Your task is to tell us about something crazy you have done, writing a program in a language that doesn’t provide what you need, either because you were forced to do so by circumstances or because you wanted to be crazy, as I did. When you are finished, you are welcome to read or run a suggested solution, or to post your own solution or discuss the exercise in the comments below.
Back in the pre-Julia era, when I was still a student, I created an encryption system using Quick Basic (QB). It was embarrassingly slow (though part of it was due to the computing power of the time). The algorithm was sound but it would take forever to run on a large file.

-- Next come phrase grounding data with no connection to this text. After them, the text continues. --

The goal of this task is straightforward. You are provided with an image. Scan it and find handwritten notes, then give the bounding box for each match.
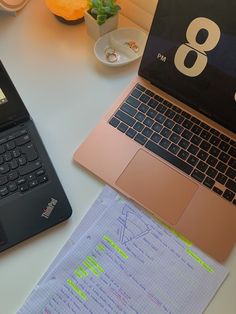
[18,186,228,314]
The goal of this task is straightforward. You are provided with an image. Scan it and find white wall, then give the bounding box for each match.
[117,0,158,30]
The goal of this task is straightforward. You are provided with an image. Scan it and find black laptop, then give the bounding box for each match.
[0,61,72,252]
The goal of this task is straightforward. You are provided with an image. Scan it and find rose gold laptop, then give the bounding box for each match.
[74,0,236,262]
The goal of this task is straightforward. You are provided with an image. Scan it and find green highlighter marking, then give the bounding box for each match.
[186,249,214,273]
[67,279,88,301]
[103,235,128,259]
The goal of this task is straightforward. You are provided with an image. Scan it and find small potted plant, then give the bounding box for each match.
[85,0,121,40]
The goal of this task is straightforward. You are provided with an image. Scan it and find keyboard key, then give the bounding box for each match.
[134,134,147,145]
[136,84,145,92]
[126,96,140,108]
[155,113,166,124]
[203,177,215,189]
[182,111,191,119]
[182,119,193,130]
[147,108,157,118]
[18,156,27,166]
[209,146,220,157]
[0,164,10,174]
[163,100,172,108]
[223,189,235,201]
[142,127,153,138]
[126,128,137,139]
[177,149,189,161]
[19,161,42,176]
[15,134,30,146]
[8,182,17,192]
[228,147,236,158]
[169,133,181,144]
[173,124,184,135]
[213,187,223,195]
[165,109,175,119]
[19,183,29,193]
[115,110,135,127]
[179,139,190,149]
[21,144,38,162]
[228,158,236,169]
[191,170,205,182]
[191,124,202,135]
[143,117,154,127]
[152,122,162,133]
[191,135,201,146]
[182,129,193,140]
[216,173,227,185]
[160,128,171,139]
[164,119,175,129]
[187,155,198,166]
[148,99,158,109]
[140,94,150,103]
[8,171,18,181]
[29,180,38,188]
[187,144,199,155]
[200,130,211,140]
[156,103,167,114]
[133,122,144,132]
[225,167,236,179]
[196,161,208,172]
[206,167,218,179]
[139,103,149,113]
[200,140,211,152]
[0,176,8,186]
[12,148,21,158]
[219,141,230,152]
[0,186,8,196]
[219,152,230,163]
[209,135,220,146]
[197,149,208,161]
[131,88,142,98]
[120,103,137,117]
[145,141,193,175]
[117,123,128,133]
[174,114,184,124]
[169,144,180,155]
[145,89,154,97]
[6,141,15,150]
[216,161,227,173]
[210,128,220,136]
[159,138,171,149]
[135,112,145,122]
[226,179,236,193]
[206,155,217,167]
[150,133,161,144]
[191,169,206,182]
[109,117,119,127]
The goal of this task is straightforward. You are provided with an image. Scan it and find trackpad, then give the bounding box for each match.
[116,150,198,225]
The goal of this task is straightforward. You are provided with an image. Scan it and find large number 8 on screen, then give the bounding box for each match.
[174,17,221,77]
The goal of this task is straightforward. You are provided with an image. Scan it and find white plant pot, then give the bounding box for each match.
[84,11,119,40]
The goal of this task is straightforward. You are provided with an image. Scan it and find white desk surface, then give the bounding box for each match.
[0,1,235,313]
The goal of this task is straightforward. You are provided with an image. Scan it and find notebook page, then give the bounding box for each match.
[17,187,228,314]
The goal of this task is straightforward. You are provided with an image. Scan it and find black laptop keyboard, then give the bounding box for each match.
[0,128,48,198]
[109,83,236,205]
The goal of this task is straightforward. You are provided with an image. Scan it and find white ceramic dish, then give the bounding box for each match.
[94,28,147,67]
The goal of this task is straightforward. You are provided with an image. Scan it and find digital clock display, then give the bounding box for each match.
[139,0,236,133]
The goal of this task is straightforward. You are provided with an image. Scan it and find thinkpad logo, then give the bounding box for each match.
[41,198,58,219]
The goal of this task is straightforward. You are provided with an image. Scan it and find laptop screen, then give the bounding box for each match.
[139,0,236,133]
[0,61,28,129]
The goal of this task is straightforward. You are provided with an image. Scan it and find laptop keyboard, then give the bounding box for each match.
[0,128,48,199]
[109,83,236,205]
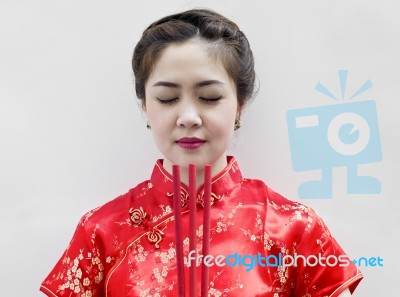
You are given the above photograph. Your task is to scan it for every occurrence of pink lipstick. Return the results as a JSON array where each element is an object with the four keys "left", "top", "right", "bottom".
[{"left": 175, "top": 137, "right": 206, "bottom": 149}]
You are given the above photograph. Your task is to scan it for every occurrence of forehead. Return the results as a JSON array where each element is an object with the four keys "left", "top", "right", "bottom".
[{"left": 146, "top": 39, "right": 233, "bottom": 85}]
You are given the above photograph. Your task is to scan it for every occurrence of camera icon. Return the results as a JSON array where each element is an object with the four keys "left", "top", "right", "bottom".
[{"left": 286, "top": 100, "right": 382, "bottom": 198}]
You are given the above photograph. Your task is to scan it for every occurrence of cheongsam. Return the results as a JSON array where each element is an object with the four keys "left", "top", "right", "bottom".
[{"left": 41, "top": 156, "right": 362, "bottom": 297}]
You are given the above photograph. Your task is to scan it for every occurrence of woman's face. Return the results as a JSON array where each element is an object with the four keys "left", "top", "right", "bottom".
[{"left": 144, "top": 39, "right": 239, "bottom": 174}]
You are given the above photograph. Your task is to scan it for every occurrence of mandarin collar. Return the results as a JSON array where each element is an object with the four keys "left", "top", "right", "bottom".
[{"left": 149, "top": 156, "right": 243, "bottom": 207}]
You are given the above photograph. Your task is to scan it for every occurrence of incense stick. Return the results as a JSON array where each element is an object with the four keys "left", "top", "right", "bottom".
[
  {"left": 201, "top": 165, "right": 211, "bottom": 297},
  {"left": 172, "top": 165, "right": 185, "bottom": 297},
  {"left": 188, "top": 164, "right": 197, "bottom": 297}
]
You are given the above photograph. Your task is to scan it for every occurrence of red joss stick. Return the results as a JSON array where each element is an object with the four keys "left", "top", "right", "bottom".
[
  {"left": 188, "top": 164, "right": 197, "bottom": 297},
  {"left": 172, "top": 165, "right": 185, "bottom": 297},
  {"left": 201, "top": 165, "right": 212, "bottom": 297}
]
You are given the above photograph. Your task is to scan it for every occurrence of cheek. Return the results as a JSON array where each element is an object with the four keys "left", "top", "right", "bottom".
[
  {"left": 208, "top": 114, "right": 235, "bottom": 137},
  {"left": 146, "top": 103, "right": 166, "bottom": 124},
  {"left": 148, "top": 109, "right": 175, "bottom": 136}
]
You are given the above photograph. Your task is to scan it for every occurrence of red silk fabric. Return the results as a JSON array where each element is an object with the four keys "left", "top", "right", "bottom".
[{"left": 41, "top": 157, "right": 362, "bottom": 297}]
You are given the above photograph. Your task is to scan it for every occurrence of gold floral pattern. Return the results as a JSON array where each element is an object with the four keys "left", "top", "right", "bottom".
[
  {"left": 197, "top": 190, "right": 223, "bottom": 207},
  {"left": 146, "top": 227, "right": 165, "bottom": 248},
  {"left": 166, "top": 188, "right": 189, "bottom": 207},
  {"left": 166, "top": 189, "right": 223, "bottom": 208},
  {"left": 41, "top": 157, "right": 362, "bottom": 297},
  {"left": 41, "top": 246, "right": 104, "bottom": 297},
  {"left": 129, "top": 207, "right": 147, "bottom": 227}
]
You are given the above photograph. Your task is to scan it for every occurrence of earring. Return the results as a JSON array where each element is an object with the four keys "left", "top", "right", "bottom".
[
  {"left": 234, "top": 119, "right": 241, "bottom": 131},
  {"left": 146, "top": 122, "right": 151, "bottom": 129}
]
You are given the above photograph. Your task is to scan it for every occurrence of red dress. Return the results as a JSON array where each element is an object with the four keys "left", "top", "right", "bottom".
[{"left": 40, "top": 157, "right": 362, "bottom": 297}]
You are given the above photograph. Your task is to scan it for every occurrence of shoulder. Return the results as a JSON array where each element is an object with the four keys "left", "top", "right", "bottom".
[
  {"left": 242, "top": 177, "right": 312, "bottom": 212},
  {"left": 265, "top": 184, "right": 316, "bottom": 220},
  {"left": 77, "top": 180, "right": 151, "bottom": 229},
  {"left": 243, "top": 178, "right": 322, "bottom": 241}
]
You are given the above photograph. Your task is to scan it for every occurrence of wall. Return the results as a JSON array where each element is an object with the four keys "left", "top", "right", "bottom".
[{"left": 0, "top": 0, "right": 398, "bottom": 295}]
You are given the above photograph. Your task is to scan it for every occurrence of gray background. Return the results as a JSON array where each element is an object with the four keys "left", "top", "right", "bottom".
[{"left": 1, "top": 0, "right": 398, "bottom": 296}]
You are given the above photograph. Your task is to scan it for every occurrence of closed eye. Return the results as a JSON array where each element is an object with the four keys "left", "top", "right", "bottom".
[
  {"left": 200, "top": 95, "right": 222, "bottom": 104},
  {"left": 156, "top": 97, "right": 178, "bottom": 105}
]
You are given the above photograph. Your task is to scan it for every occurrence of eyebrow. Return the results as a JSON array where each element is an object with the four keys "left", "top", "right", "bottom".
[{"left": 152, "top": 80, "right": 224, "bottom": 88}]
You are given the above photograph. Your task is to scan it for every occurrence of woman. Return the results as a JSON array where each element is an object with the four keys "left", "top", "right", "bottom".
[{"left": 40, "top": 9, "right": 362, "bottom": 297}]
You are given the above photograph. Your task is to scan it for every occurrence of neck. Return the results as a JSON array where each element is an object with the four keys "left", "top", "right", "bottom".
[
  {"left": 163, "top": 156, "right": 228, "bottom": 189},
  {"left": 179, "top": 167, "right": 204, "bottom": 189}
]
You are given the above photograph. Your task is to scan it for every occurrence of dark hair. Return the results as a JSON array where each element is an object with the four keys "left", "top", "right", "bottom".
[{"left": 132, "top": 8, "right": 256, "bottom": 107}]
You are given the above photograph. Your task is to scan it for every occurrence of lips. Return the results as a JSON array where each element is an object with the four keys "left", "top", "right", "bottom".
[{"left": 175, "top": 137, "right": 206, "bottom": 149}]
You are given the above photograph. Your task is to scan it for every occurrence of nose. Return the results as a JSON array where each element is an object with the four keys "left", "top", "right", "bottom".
[{"left": 176, "top": 100, "right": 202, "bottom": 128}]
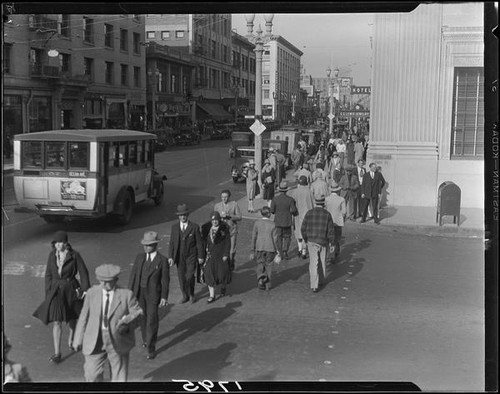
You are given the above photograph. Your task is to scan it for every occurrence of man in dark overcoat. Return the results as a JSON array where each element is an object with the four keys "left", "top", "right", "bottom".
[
  {"left": 360, "top": 162, "right": 386, "bottom": 224},
  {"left": 270, "top": 181, "right": 298, "bottom": 260},
  {"left": 167, "top": 204, "right": 205, "bottom": 304},
  {"left": 128, "top": 231, "right": 170, "bottom": 360}
]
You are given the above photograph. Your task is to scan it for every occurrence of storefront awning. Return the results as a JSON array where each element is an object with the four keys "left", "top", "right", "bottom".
[{"left": 197, "top": 103, "right": 232, "bottom": 119}]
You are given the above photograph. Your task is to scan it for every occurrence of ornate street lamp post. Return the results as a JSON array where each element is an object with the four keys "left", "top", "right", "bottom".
[
  {"left": 245, "top": 13, "right": 275, "bottom": 179},
  {"left": 291, "top": 94, "right": 296, "bottom": 121},
  {"left": 326, "top": 66, "right": 339, "bottom": 135},
  {"left": 147, "top": 68, "right": 160, "bottom": 131}
]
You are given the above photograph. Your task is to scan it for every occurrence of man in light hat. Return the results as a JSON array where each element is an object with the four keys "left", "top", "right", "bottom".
[
  {"left": 325, "top": 181, "right": 347, "bottom": 262},
  {"left": 245, "top": 159, "right": 259, "bottom": 213},
  {"left": 301, "top": 195, "right": 336, "bottom": 292},
  {"left": 167, "top": 204, "right": 204, "bottom": 304},
  {"left": 287, "top": 175, "right": 314, "bottom": 259},
  {"left": 128, "top": 231, "right": 170, "bottom": 360},
  {"left": 270, "top": 180, "right": 298, "bottom": 259},
  {"left": 73, "top": 264, "right": 143, "bottom": 382}
]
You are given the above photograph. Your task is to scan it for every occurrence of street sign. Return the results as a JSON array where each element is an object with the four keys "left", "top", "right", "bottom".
[
  {"left": 250, "top": 120, "right": 267, "bottom": 136},
  {"left": 351, "top": 86, "right": 371, "bottom": 94},
  {"left": 328, "top": 113, "right": 335, "bottom": 120}
]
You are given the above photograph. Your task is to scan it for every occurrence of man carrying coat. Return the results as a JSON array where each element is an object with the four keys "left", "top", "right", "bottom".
[
  {"left": 360, "top": 162, "right": 386, "bottom": 224},
  {"left": 128, "top": 231, "right": 170, "bottom": 360},
  {"left": 167, "top": 204, "right": 205, "bottom": 304},
  {"left": 73, "top": 264, "right": 143, "bottom": 382}
]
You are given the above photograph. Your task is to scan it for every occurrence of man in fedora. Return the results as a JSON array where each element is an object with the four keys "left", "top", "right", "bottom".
[
  {"left": 270, "top": 180, "right": 298, "bottom": 260},
  {"left": 301, "top": 195, "right": 336, "bottom": 292},
  {"left": 128, "top": 231, "right": 170, "bottom": 360},
  {"left": 73, "top": 264, "right": 143, "bottom": 382},
  {"left": 325, "top": 181, "right": 347, "bottom": 262},
  {"left": 338, "top": 164, "right": 360, "bottom": 221},
  {"left": 167, "top": 204, "right": 204, "bottom": 304}
]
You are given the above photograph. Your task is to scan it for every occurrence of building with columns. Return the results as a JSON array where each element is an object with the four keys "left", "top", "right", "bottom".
[{"left": 368, "top": 3, "right": 484, "bottom": 209}]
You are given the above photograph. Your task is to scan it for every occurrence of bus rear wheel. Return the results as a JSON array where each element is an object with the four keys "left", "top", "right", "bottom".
[
  {"left": 42, "top": 215, "right": 65, "bottom": 224},
  {"left": 116, "top": 191, "right": 133, "bottom": 225}
]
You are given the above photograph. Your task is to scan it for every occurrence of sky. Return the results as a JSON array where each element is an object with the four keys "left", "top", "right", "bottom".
[{"left": 231, "top": 13, "right": 374, "bottom": 86}]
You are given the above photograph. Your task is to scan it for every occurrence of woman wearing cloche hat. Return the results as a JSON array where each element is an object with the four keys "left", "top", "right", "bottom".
[{"left": 33, "top": 231, "right": 90, "bottom": 365}]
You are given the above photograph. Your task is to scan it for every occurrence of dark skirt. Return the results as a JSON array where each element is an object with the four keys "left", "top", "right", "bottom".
[
  {"left": 33, "top": 279, "right": 82, "bottom": 324},
  {"left": 203, "top": 256, "right": 230, "bottom": 287},
  {"left": 262, "top": 183, "right": 275, "bottom": 200}
]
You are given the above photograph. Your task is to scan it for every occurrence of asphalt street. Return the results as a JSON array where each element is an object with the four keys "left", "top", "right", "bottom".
[{"left": 2, "top": 139, "right": 484, "bottom": 390}]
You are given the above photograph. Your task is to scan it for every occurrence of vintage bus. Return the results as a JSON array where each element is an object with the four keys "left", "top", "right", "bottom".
[{"left": 13, "top": 129, "right": 166, "bottom": 224}]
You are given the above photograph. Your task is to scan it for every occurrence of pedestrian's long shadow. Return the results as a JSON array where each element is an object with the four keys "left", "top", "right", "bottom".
[
  {"left": 325, "top": 238, "right": 370, "bottom": 284},
  {"left": 155, "top": 301, "right": 242, "bottom": 356},
  {"left": 144, "top": 342, "right": 237, "bottom": 382}
]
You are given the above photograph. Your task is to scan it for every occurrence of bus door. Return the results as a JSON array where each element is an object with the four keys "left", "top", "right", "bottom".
[{"left": 97, "top": 142, "right": 109, "bottom": 213}]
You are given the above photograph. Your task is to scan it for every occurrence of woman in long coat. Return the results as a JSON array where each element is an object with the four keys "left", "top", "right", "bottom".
[
  {"left": 245, "top": 159, "right": 259, "bottom": 213},
  {"left": 201, "top": 212, "right": 231, "bottom": 303},
  {"left": 261, "top": 159, "right": 276, "bottom": 207},
  {"left": 33, "top": 231, "right": 90, "bottom": 364}
]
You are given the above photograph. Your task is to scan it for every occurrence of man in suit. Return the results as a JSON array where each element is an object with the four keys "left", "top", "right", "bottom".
[
  {"left": 73, "top": 264, "right": 143, "bottom": 382},
  {"left": 360, "top": 162, "right": 386, "bottom": 224},
  {"left": 325, "top": 181, "right": 347, "bottom": 262},
  {"left": 167, "top": 204, "right": 204, "bottom": 304},
  {"left": 128, "top": 231, "right": 170, "bottom": 360},
  {"left": 353, "top": 159, "right": 367, "bottom": 219},
  {"left": 270, "top": 181, "right": 298, "bottom": 260}
]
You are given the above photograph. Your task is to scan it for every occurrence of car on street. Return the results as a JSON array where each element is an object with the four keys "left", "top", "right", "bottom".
[{"left": 174, "top": 128, "right": 201, "bottom": 145}]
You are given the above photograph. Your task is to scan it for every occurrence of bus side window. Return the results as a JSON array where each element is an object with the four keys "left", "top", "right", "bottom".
[
  {"left": 46, "top": 142, "right": 66, "bottom": 168},
  {"left": 119, "top": 142, "right": 128, "bottom": 166},
  {"left": 22, "top": 141, "right": 42, "bottom": 168},
  {"left": 137, "top": 140, "right": 144, "bottom": 163},
  {"left": 109, "top": 143, "right": 119, "bottom": 168},
  {"left": 69, "top": 142, "right": 89, "bottom": 169},
  {"left": 145, "top": 140, "right": 152, "bottom": 164},
  {"left": 129, "top": 141, "right": 137, "bottom": 165}
]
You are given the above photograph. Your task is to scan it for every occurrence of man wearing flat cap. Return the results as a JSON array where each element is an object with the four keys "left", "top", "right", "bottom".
[
  {"left": 167, "top": 204, "right": 204, "bottom": 304},
  {"left": 73, "top": 264, "right": 143, "bottom": 382},
  {"left": 128, "top": 231, "right": 170, "bottom": 360}
]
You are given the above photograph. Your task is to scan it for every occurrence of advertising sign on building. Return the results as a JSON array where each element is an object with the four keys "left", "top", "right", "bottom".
[
  {"left": 351, "top": 86, "right": 371, "bottom": 94},
  {"left": 339, "top": 110, "right": 370, "bottom": 117},
  {"left": 340, "top": 78, "right": 351, "bottom": 87}
]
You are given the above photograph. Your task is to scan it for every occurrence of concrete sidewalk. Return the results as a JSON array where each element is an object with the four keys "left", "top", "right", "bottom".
[{"left": 236, "top": 171, "right": 484, "bottom": 239}]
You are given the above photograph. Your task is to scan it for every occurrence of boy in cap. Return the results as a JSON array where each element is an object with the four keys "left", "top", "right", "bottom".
[
  {"left": 73, "top": 264, "right": 143, "bottom": 382},
  {"left": 128, "top": 231, "right": 170, "bottom": 360},
  {"left": 301, "top": 195, "right": 336, "bottom": 292},
  {"left": 250, "top": 206, "right": 280, "bottom": 290},
  {"left": 270, "top": 181, "right": 298, "bottom": 260}
]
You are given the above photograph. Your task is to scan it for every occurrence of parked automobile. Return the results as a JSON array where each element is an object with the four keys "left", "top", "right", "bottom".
[
  {"left": 154, "top": 127, "right": 175, "bottom": 152},
  {"left": 175, "top": 128, "right": 201, "bottom": 145},
  {"left": 231, "top": 146, "right": 269, "bottom": 183}
]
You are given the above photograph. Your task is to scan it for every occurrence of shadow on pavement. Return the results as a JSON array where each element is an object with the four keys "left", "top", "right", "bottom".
[
  {"left": 155, "top": 302, "right": 242, "bottom": 355},
  {"left": 144, "top": 342, "right": 237, "bottom": 382},
  {"left": 325, "top": 238, "right": 370, "bottom": 284}
]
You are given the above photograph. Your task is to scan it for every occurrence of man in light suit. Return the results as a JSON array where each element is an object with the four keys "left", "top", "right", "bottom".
[
  {"left": 167, "top": 204, "right": 205, "bottom": 304},
  {"left": 73, "top": 264, "right": 143, "bottom": 382},
  {"left": 360, "top": 162, "right": 386, "bottom": 224},
  {"left": 128, "top": 231, "right": 170, "bottom": 360}
]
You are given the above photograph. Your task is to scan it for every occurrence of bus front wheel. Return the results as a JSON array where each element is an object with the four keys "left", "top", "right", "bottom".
[{"left": 116, "top": 191, "right": 133, "bottom": 225}]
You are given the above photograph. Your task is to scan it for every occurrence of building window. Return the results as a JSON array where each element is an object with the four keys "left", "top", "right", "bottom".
[
  {"left": 120, "top": 29, "right": 128, "bottom": 51},
  {"left": 183, "top": 76, "right": 188, "bottom": 95},
  {"left": 171, "top": 74, "right": 177, "bottom": 93},
  {"left": 223, "top": 45, "right": 228, "bottom": 63},
  {"left": 133, "top": 32, "right": 140, "bottom": 54},
  {"left": 121, "top": 64, "right": 128, "bottom": 86},
  {"left": 59, "top": 14, "right": 70, "bottom": 37},
  {"left": 146, "top": 31, "right": 155, "bottom": 39},
  {"left": 104, "top": 24, "right": 114, "bottom": 48},
  {"left": 175, "top": 30, "right": 184, "bottom": 38},
  {"left": 83, "top": 17, "right": 93, "bottom": 43},
  {"left": 3, "top": 43, "right": 12, "bottom": 73},
  {"left": 30, "top": 48, "right": 43, "bottom": 75},
  {"left": 134, "top": 66, "right": 140, "bottom": 87},
  {"left": 59, "top": 53, "right": 71, "bottom": 73},
  {"left": 105, "top": 61, "right": 113, "bottom": 84},
  {"left": 29, "top": 96, "right": 52, "bottom": 132},
  {"left": 211, "top": 40, "right": 216, "bottom": 58},
  {"left": 161, "top": 31, "right": 170, "bottom": 39},
  {"left": 264, "top": 90, "right": 269, "bottom": 99},
  {"left": 84, "top": 57, "right": 93, "bottom": 80},
  {"left": 451, "top": 67, "right": 484, "bottom": 158}
]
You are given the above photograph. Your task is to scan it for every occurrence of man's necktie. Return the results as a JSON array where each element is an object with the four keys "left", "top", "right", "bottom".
[{"left": 103, "top": 292, "right": 110, "bottom": 328}]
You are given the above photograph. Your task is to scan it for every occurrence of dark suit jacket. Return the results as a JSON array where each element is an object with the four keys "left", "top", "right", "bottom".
[
  {"left": 167, "top": 221, "right": 204, "bottom": 265},
  {"left": 128, "top": 251, "right": 170, "bottom": 303},
  {"left": 270, "top": 193, "right": 298, "bottom": 227},
  {"left": 361, "top": 171, "right": 386, "bottom": 198}
]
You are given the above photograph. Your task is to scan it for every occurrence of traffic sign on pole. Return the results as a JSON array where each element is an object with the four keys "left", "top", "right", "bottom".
[
  {"left": 328, "top": 113, "right": 335, "bottom": 120},
  {"left": 250, "top": 120, "right": 267, "bottom": 136}
]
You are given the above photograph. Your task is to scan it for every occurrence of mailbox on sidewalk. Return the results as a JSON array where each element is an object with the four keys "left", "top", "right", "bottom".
[{"left": 436, "top": 181, "right": 461, "bottom": 226}]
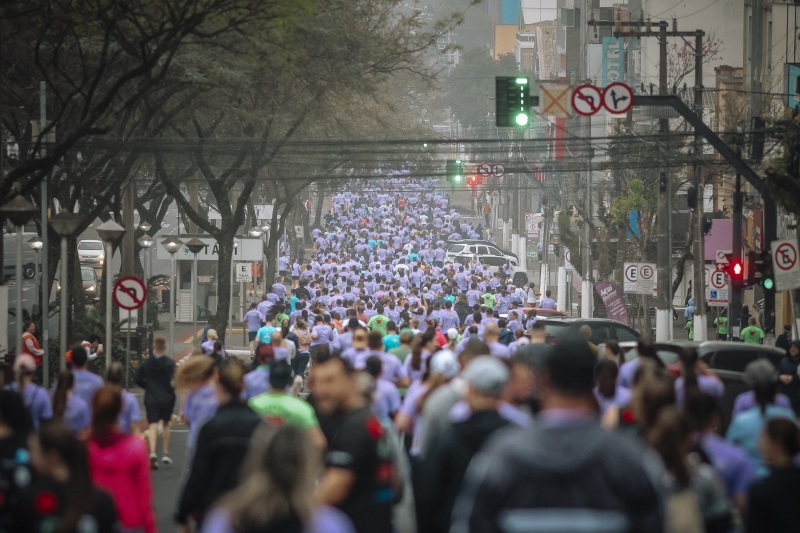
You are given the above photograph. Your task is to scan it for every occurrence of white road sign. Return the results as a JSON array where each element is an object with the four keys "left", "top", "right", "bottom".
[
  {"left": 623, "top": 262, "right": 638, "bottom": 293},
  {"left": 572, "top": 84, "right": 602, "bottom": 116},
  {"left": 492, "top": 164, "right": 505, "bottom": 178},
  {"left": 113, "top": 277, "right": 147, "bottom": 311},
  {"left": 235, "top": 262, "right": 252, "bottom": 283},
  {"left": 636, "top": 262, "right": 656, "bottom": 295},
  {"left": 478, "top": 162, "right": 492, "bottom": 176},
  {"left": 771, "top": 239, "right": 800, "bottom": 291},
  {"left": 704, "top": 265, "right": 729, "bottom": 306},
  {"left": 602, "top": 82, "right": 634, "bottom": 114},
  {"left": 715, "top": 249, "right": 732, "bottom": 264}
]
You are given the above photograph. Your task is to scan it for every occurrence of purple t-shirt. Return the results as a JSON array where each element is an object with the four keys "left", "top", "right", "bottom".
[
  {"left": 310, "top": 325, "right": 333, "bottom": 347},
  {"left": 241, "top": 367, "right": 270, "bottom": 401},
  {"left": 183, "top": 384, "right": 219, "bottom": 449},
  {"left": 593, "top": 386, "right": 633, "bottom": 416},
  {"left": 399, "top": 381, "right": 428, "bottom": 455},
  {"left": 674, "top": 375, "right": 724, "bottom": 405},
  {"left": 617, "top": 358, "right": 641, "bottom": 389},
  {"left": 4, "top": 382, "right": 52, "bottom": 429},
  {"left": 72, "top": 369, "right": 104, "bottom": 407},
  {"left": 732, "top": 390, "right": 793, "bottom": 417},
  {"left": 448, "top": 401, "right": 531, "bottom": 427},
  {"left": 63, "top": 394, "right": 91, "bottom": 436},
  {"left": 200, "top": 505, "right": 355, "bottom": 533},
  {"left": 244, "top": 310, "right": 263, "bottom": 332},
  {"left": 487, "top": 341, "right": 511, "bottom": 359},
  {"left": 700, "top": 433, "right": 756, "bottom": 498},
  {"left": 372, "top": 378, "right": 401, "bottom": 421},
  {"left": 118, "top": 390, "right": 142, "bottom": 434}
]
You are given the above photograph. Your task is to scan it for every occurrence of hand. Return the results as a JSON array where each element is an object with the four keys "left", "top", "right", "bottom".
[
  {"left": 780, "top": 374, "right": 794, "bottom": 385},
  {"left": 696, "top": 360, "right": 710, "bottom": 375}
]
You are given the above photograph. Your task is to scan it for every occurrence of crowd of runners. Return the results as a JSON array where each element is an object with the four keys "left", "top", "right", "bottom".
[{"left": 1, "top": 178, "right": 800, "bottom": 533}]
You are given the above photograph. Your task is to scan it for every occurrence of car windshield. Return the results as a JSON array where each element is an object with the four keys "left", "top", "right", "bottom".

Also, a few years later, still in the pre-Julia era, I created a new statistical framework using MATLAB. It worked well, but only for data up to 500 data points or so, making it quite impractical.
I wouldn’t say that I was crazy to try out these things, but I was definitely ignorant!
AWK! I am soo happy to see this mentioned here and used. I learned it while working in the Unix environment at a particle accelerator.
We had dipoles to bend the beam around and of course we had syncrotron radiation from the acceleration required to bend the beam. So we imaged the syncrotron light and put it on a video monitor. The image had information about the beam’s physical bunch length. So I took a background image, then subtracted it from the beam image. Summing all pixels in the vertical gave us an intensity profile. That could be fit to a 5 degree of freedom hyperbola using Cramer’s rule. I did most of the video work in AWK. I might have used it for the fit as well, or done it longhand.
It was proof of principle and it worked great. I liked AWK, because it is a compact language and you can keep the whole thing in your head. Programs are small and easy to get things done with, great for small projects, small datasets and one line programs.